さて、昨日はサントリーホールへ、ダニエル・ハーディング指揮、新日本フィルハーモニー交響楽団による、マーラー『交響曲第5番嬰ハ短調』を聴きに行きました。
この演奏会は東日本大震災の影響で中止となった定期演奏会の代替公演として行われたもので、本来のプログラムを一部変更して、マーラーの前にエルガーのエニグマ変奏曲より第9変奏が演奏されました。
この演奏は、震災で亡くなられた方への追悼として行われ、演奏後の拍手は事前に辞退、代わりに演奏終了から暫くの間、会場にいる全員が演奏を終えたときのそのままの姿勢で沈黙を保ち、被災地への祈りを捧げました。
この演奏に続くマーラーの5番も、激しくドラマティックなマーラーというよりは、全体として優しくソフトな緊張感に包まれた美しいマーラーで、被災地への祈りは全てのプログラムを通して捧げられていたように思います。

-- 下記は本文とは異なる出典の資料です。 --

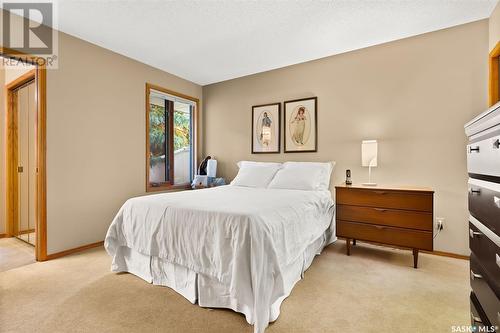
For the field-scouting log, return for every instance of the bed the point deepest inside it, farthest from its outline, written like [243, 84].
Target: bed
[232, 246]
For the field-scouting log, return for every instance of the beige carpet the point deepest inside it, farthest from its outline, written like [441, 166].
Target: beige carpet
[15, 253]
[374, 290]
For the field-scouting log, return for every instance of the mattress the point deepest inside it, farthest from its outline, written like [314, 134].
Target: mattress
[247, 244]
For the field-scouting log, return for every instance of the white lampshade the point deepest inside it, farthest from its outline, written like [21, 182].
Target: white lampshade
[369, 153]
[211, 168]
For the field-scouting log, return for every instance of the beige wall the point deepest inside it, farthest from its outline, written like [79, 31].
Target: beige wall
[413, 95]
[95, 138]
[494, 27]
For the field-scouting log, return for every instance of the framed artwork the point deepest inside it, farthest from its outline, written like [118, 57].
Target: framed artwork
[266, 134]
[301, 125]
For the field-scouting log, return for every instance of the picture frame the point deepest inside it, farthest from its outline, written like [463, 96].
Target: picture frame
[300, 125]
[266, 128]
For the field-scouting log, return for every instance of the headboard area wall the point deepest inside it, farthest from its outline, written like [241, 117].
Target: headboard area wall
[413, 96]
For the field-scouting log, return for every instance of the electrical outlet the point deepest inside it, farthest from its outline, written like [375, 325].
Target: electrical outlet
[439, 223]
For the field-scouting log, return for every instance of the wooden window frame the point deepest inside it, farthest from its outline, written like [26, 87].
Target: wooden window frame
[493, 82]
[167, 186]
[40, 75]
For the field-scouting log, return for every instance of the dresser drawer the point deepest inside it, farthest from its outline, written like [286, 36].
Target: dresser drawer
[386, 216]
[411, 200]
[477, 316]
[487, 297]
[487, 252]
[484, 203]
[386, 235]
[483, 157]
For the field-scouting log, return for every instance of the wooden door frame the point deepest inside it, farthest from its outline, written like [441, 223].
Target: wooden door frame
[493, 82]
[40, 75]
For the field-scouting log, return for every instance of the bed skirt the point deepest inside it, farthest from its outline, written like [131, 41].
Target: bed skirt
[208, 291]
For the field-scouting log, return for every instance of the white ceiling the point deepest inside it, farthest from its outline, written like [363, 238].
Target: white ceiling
[212, 41]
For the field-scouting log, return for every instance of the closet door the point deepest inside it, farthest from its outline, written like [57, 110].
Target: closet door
[26, 162]
[32, 162]
[23, 159]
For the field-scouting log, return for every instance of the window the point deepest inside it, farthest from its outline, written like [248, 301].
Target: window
[170, 124]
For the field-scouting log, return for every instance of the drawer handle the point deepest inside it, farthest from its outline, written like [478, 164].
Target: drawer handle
[475, 190]
[475, 319]
[475, 275]
[473, 233]
[471, 149]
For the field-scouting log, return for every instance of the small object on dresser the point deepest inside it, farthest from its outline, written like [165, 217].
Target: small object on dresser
[211, 168]
[202, 169]
[200, 182]
[348, 180]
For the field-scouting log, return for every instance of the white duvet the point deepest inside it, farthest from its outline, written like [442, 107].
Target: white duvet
[241, 236]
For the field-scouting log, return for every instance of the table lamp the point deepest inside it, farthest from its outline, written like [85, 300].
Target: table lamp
[369, 158]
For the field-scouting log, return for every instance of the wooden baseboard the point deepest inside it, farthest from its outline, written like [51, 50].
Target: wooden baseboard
[27, 231]
[71, 251]
[448, 254]
[436, 253]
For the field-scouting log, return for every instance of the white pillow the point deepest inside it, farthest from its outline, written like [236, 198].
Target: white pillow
[312, 176]
[254, 175]
[244, 163]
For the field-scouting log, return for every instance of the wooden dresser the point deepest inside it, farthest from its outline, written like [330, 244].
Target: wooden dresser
[400, 216]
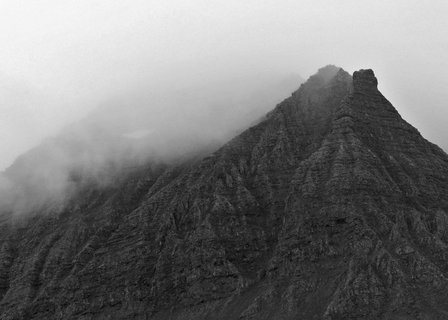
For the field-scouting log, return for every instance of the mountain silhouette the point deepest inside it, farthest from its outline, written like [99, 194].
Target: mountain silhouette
[331, 207]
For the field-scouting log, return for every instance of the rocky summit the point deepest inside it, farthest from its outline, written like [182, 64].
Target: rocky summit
[331, 207]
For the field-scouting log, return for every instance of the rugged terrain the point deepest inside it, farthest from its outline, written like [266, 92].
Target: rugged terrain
[332, 207]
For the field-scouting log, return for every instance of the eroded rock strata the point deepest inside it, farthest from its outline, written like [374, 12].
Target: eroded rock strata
[332, 207]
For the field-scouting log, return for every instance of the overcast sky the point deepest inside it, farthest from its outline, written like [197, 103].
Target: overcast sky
[60, 58]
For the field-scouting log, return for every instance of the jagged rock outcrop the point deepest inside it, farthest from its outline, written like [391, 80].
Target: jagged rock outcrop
[332, 207]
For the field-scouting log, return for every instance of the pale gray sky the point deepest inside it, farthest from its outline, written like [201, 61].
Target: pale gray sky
[60, 58]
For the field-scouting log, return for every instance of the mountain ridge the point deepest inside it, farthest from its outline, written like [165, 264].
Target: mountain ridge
[332, 207]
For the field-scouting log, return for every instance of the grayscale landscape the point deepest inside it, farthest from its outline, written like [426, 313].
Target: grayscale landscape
[270, 160]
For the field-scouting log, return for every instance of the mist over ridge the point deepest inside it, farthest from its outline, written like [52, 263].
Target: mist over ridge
[136, 128]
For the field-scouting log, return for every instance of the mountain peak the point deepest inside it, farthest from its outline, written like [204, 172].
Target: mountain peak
[364, 81]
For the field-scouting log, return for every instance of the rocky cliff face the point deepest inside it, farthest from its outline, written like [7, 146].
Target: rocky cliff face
[333, 207]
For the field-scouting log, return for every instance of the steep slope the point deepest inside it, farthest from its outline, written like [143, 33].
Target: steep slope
[333, 207]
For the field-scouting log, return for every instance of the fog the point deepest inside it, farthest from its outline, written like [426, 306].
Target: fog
[182, 74]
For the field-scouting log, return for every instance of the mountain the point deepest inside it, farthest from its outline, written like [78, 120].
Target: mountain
[332, 207]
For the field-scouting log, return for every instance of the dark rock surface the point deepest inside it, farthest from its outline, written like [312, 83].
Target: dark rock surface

プログラム終了後に客席からロビーへ出ると、そこには自ら募金箱を抱えた指揮者ハーディングの姿が。ハーディングは震災当日も会場にいるお客さまのために、演奏会を中止せずに敢行したそうです。この若くてハンサムでスマートな才能溢れる指揮者の、熱い思いを至る所に感じた今回の演奏会でした。